You are planning to purchase a $120,000 house by making a down payment of $20,000 and borrowing the remainder with a 30- year fixed- rate mortgage with monthly payments. The first payment is due at t = 1. Current mortgage interest rates are quoted at 8 percent with monthly compounding. What will your monthly mortgage payments be?
All right explain to me why my logic is not right:
Im paying $20000 today so this should be PV, The total payment in the future is $120000, as the rate is month would be 0,08/12 = 0,006667 and t=30*12=360
When I put this in my HP12c:
PV = 20.000 CHS
FV = 120.000
I = 8 ENTER 12 /
N = 12 ENTER 30 X
PMT = 66,235
but the answer is the book is $733,76 how is my logic not right?
The question is about the loan, not about the purchase of the house.
You can look at this from the lender’s (bank’s) point of view or from the borrower’s (home buyer’s) point of view.
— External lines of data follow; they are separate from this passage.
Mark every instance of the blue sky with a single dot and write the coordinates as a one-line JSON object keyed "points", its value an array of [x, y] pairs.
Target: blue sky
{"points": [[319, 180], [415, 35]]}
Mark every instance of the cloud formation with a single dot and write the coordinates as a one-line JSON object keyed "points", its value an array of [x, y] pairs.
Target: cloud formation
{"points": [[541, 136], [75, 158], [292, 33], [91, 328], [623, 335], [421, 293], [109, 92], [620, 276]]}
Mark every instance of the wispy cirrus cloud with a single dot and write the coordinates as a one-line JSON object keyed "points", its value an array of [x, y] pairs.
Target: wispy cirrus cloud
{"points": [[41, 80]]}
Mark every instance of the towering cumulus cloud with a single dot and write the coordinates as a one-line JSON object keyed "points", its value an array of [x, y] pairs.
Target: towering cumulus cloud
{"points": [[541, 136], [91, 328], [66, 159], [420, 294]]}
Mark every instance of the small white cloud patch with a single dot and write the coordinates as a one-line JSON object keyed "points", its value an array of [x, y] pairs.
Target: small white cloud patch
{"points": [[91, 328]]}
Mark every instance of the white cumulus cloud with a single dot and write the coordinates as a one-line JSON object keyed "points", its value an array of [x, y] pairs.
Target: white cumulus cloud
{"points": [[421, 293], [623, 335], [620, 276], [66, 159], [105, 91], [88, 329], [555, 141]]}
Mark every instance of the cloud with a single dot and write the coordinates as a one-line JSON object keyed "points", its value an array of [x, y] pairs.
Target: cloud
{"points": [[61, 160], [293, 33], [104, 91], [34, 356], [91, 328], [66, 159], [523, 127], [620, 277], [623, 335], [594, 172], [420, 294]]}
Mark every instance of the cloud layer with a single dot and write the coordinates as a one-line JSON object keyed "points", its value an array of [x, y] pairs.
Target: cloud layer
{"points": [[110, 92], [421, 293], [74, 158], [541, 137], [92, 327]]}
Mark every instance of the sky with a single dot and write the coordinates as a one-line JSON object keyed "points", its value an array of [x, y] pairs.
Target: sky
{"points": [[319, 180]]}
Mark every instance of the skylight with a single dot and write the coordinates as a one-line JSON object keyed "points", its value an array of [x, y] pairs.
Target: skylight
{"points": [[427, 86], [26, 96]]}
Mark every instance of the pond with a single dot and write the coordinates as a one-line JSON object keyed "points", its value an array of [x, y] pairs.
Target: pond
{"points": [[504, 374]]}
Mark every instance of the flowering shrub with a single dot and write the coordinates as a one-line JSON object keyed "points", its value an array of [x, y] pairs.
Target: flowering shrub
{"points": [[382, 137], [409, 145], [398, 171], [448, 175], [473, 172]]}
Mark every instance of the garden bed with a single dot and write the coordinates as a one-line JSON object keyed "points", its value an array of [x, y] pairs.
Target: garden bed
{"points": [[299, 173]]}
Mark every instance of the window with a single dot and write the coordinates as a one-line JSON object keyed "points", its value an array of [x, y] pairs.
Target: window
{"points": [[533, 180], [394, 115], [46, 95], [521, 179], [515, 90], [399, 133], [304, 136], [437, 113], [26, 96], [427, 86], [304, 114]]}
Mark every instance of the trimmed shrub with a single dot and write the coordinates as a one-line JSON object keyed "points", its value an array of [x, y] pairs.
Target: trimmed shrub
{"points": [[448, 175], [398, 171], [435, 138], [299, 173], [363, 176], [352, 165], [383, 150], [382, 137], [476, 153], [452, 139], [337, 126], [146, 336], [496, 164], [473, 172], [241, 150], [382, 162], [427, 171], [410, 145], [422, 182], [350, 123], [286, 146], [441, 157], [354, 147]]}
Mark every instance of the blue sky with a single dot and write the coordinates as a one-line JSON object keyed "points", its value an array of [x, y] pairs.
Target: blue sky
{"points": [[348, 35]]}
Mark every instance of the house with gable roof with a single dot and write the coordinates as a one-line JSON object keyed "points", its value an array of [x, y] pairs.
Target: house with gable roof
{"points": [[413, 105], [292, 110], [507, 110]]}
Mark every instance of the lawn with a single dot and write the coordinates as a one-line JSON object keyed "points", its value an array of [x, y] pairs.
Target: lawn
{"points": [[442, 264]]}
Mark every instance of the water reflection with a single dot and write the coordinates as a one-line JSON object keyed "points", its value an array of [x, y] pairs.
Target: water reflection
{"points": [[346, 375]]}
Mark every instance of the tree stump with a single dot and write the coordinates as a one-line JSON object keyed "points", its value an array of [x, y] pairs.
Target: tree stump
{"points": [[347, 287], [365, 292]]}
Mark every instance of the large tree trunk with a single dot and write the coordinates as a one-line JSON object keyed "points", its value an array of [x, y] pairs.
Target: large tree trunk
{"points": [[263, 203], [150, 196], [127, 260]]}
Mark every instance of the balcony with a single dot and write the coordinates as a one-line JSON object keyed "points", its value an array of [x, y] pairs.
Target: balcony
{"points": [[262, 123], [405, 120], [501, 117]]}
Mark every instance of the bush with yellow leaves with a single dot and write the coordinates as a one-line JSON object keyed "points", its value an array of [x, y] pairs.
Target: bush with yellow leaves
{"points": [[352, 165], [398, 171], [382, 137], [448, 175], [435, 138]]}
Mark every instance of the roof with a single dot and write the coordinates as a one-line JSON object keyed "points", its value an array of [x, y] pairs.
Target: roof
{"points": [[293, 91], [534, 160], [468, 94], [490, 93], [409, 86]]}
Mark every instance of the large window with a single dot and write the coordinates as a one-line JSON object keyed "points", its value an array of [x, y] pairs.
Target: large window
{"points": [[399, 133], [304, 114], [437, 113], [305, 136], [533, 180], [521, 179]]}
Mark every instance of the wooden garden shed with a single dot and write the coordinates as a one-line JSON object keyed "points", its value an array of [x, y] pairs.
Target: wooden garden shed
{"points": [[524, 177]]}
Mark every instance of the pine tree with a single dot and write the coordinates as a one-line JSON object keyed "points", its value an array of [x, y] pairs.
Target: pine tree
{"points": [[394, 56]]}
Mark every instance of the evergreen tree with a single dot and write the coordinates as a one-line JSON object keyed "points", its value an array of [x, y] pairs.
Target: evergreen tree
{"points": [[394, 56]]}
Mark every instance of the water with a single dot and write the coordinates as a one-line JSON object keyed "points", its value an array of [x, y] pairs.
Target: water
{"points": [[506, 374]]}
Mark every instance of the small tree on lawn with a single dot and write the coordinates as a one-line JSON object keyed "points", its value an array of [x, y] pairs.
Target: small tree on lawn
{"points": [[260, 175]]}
The value of the loan today is $100,000 and in 30 years $0. The down payment doesn’t come into the calculation. (Well, it does, sort of: $100,000 = $120,000 − $20,000.)
I’m on this right now and I can’t even understand the formula in curriculum as they are using pv = a(1-(1+r)n/r) which is obvious but they continue with present value annuity factor = 1 - 1/1+(rs/m)mN/rs/m - where is formula come from? there are no mention about this formula in curriculum? What I’ve missed?